Dann kann der erfindungsgemäße Vorteil der Ultraschall-Zerkleinerung besonders effektiv und zeitsparend ausgenutzt werden. Eine aufwendige Probenvorberei- tung, wie sie im Stand der Technik erforderlich ist, kann ganz entfallen.

Ein Körper oder eine Zellkultur oder eine sonstige Probe, aus dem oder aus der die direkte Probenentnahme erfolgt, kann beispielsweise der eines kleinen Tieres oder Kindes sein. Dann kommt ein weiterer Vorteil zum Tragen, der noch durch die Verwendung einer besonders ausgeführten Pipettenspitze verstärkt werden kann, wie sie mit der WO-A-2010/084180 bekanntgeworden ist. Dieser Vorteil besteht in den kleinen Probenmengen, welche für die Durchführung der HPLC- Analyse benötigt werden. Einerseits hängt dies damit zusammen, daß die üblichen Vor- und Aufbereitungsschritte für die Probe zusätzliches Probenvolumen benötigen, was hier entfällt. Andererseits kann das Probenvolumen noch durch die genannte Pipettenspitze besonders schonend und in kleinsten Mengen so aus dem Körper oder Medium entnommen werden, daß die Pipettenspitze selbst bereits zur Injektion in die HPLC-System verwendet werden kann.
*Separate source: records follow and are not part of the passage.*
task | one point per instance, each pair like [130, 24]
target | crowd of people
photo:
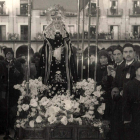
[13, 71]
[118, 72]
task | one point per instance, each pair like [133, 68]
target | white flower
[96, 103]
[79, 120]
[97, 93]
[44, 101]
[23, 93]
[91, 108]
[98, 88]
[33, 103]
[33, 114]
[31, 123]
[39, 119]
[33, 109]
[103, 106]
[52, 111]
[25, 107]
[22, 125]
[64, 120]
[71, 118]
[17, 121]
[19, 108]
[82, 99]
[91, 112]
[100, 110]
[17, 86]
[19, 102]
[51, 119]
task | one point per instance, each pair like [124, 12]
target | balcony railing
[43, 12]
[19, 13]
[106, 36]
[114, 12]
[134, 13]
[4, 12]
[67, 14]
[93, 13]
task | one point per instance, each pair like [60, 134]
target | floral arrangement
[34, 109]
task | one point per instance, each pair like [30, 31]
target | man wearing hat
[127, 73]
[116, 107]
[10, 75]
[101, 79]
[131, 106]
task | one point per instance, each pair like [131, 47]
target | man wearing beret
[116, 107]
[131, 108]
[127, 72]
[10, 75]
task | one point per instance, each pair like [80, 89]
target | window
[92, 31]
[71, 29]
[2, 8]
[113, 7]
[23, 7]
[114, 31]
[2, 32]
[136, 7]
[44, 26]
[136, 31]
[93, 9]
[24, 32]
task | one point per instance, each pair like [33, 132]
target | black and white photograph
[69, 69]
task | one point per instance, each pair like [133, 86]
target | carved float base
[60, 133]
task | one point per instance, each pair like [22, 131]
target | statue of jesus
[57, 60]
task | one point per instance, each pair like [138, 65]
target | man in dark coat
[131, 108]
[11, 74]
[116, 107]
[125, 74]
[101, 78]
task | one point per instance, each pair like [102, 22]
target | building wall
[13, 23]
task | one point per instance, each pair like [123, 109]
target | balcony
[67, 14]
[114, 12]
[21, 13]
[93, 13]
[4, 12]
[134, 13]
[43, 13]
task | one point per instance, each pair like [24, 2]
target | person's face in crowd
[9, 56]
[103, 60]
[92, 58]
[110, 54]
[128, 54]
[138, 72]
[118, 56]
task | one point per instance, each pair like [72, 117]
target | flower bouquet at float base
[36, 110]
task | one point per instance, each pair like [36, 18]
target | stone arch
[23, 50]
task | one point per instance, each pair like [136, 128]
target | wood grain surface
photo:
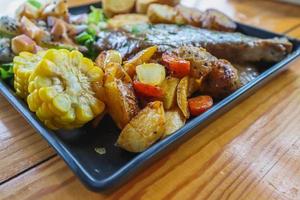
[251, 152]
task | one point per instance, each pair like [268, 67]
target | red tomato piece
[200, 104]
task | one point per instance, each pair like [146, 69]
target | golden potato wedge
[120, 99]
[140, 58]
[144, 129]
[113, 7]
[151, 73]
[143, 5]
[174, 121]
[169, 87]
[106, 57]
[121, 20]
[194, 85]
[158, 13]
[182, 94]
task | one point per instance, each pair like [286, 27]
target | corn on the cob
[24, 64]
[60, 89]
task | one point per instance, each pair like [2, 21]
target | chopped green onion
[35, 3]
[83, 37]
[92, 31]
[96, 16]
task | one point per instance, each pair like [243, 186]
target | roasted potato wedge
[113, 7]
[216, 20]
[182, 94]
[140, 58]
[174, 121]
[120, 98]
[121, 20]
[169, 87]
[151, 73]
[158, 13]
[106, 57]
[144, 129]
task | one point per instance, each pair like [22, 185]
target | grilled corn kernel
[24, 64]
[61, 89]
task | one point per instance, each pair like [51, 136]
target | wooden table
[251, 152]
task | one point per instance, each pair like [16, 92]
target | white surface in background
[8, 7]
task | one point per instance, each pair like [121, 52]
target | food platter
[99, 171]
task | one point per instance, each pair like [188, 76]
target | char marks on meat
[235, 47]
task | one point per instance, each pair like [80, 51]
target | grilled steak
[232, 46]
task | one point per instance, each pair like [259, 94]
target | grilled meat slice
[235, 47]
[222, 80]
[201, 61]
[220, 77]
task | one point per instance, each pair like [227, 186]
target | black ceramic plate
[99, 172]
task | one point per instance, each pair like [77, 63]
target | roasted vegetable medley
[70, 73]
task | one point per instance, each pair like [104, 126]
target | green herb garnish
[83, 37]
[35, 3]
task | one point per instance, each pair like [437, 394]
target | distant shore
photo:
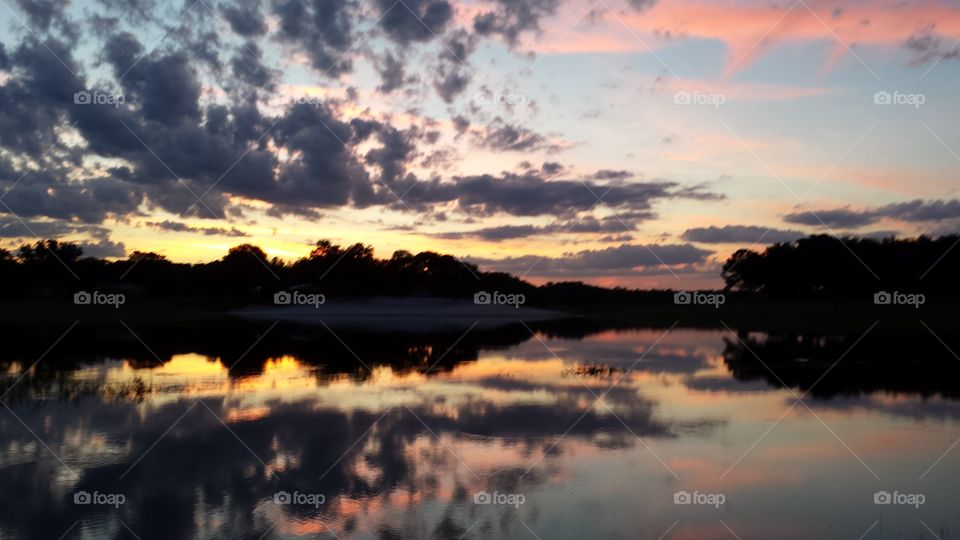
[402, 314]
[414, 313]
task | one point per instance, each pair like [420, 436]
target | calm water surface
[492, 435]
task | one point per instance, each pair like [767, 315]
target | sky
[635, 143]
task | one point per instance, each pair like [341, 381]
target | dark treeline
[828, 267]
[55, 269]
[52, 268]
[814, 267]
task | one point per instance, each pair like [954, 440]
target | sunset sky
[633, 143]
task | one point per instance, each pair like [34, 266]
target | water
[569, 433]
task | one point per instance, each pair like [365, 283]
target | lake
[548, 430]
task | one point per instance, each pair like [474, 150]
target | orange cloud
[748, 30]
Die Erfindung betrifft auch die Verwendung des HPLC-Systems, wie vorstehend in verschiedenen Ausführungsformen beschrieben und das entsprechende Verfahren zur Probenaufbereitung in dem HPLC-System zur Untersuchung von biologi- sehen, biochemischen, pharmazeutischen, medizinischen und/oder Umweltproben.

Hier hat man es besonders mit störenden Einflüssen der Probe zu tun, die oft durch eine Vorbehandlung gar nicht zu eliminieren sind. Dazu gehört ganz besonders die Analyse von Blutproben mit intakten roten Blutkörperchen. Aber auch ohne den Hintergrund störender Einflüsse läßt sich das HPLC-System erfindungsgemäß z.B. für Aufschlußverfahren im Protein- und Molekularbereich, für Proteinsysteme oder Zellkulturen sowie für die Pharmakokinetik und/oder Pharmakodynamik einsetzen.

Im folgenden soll die Erfindung anhand eines Ausführungsbeispiels und der beigefügten Zeichnung näher erläutert werden.

Es zeigen:

Fig. 1 : Ein schematisch dargestelltes HPLC-System mit Ultraschallvorrichtung und Vorsäulenschaltung mit einer Vorsäule,

Fig. 2: eine schematische Darstellung der Ultraschallvorrichtung,

und Fig. 3: ein schematisch dargestelltes HPLC-System mit Ultraschall Vorrichtung und Vorsäulenschaltung mit drei Vorsäulen.

Zur Erläuterung der erfindungsgemäßen Probenaufbereitung bei einem Hochlei- stungsflüssigkeitschromatographie (HPLC)-System mit Hilfe von Ultraschall ist in Fig. 1 ein HPLC-System dargestellt, daß sowohl im Normalmodus wie im re- versed phase-Modus arbeiten kann. Die Ultraschallbehandlung einer zu untersuchenden Probe 1 ist davon ganz unabhängig und soll nachfolgend näher erläutert werden.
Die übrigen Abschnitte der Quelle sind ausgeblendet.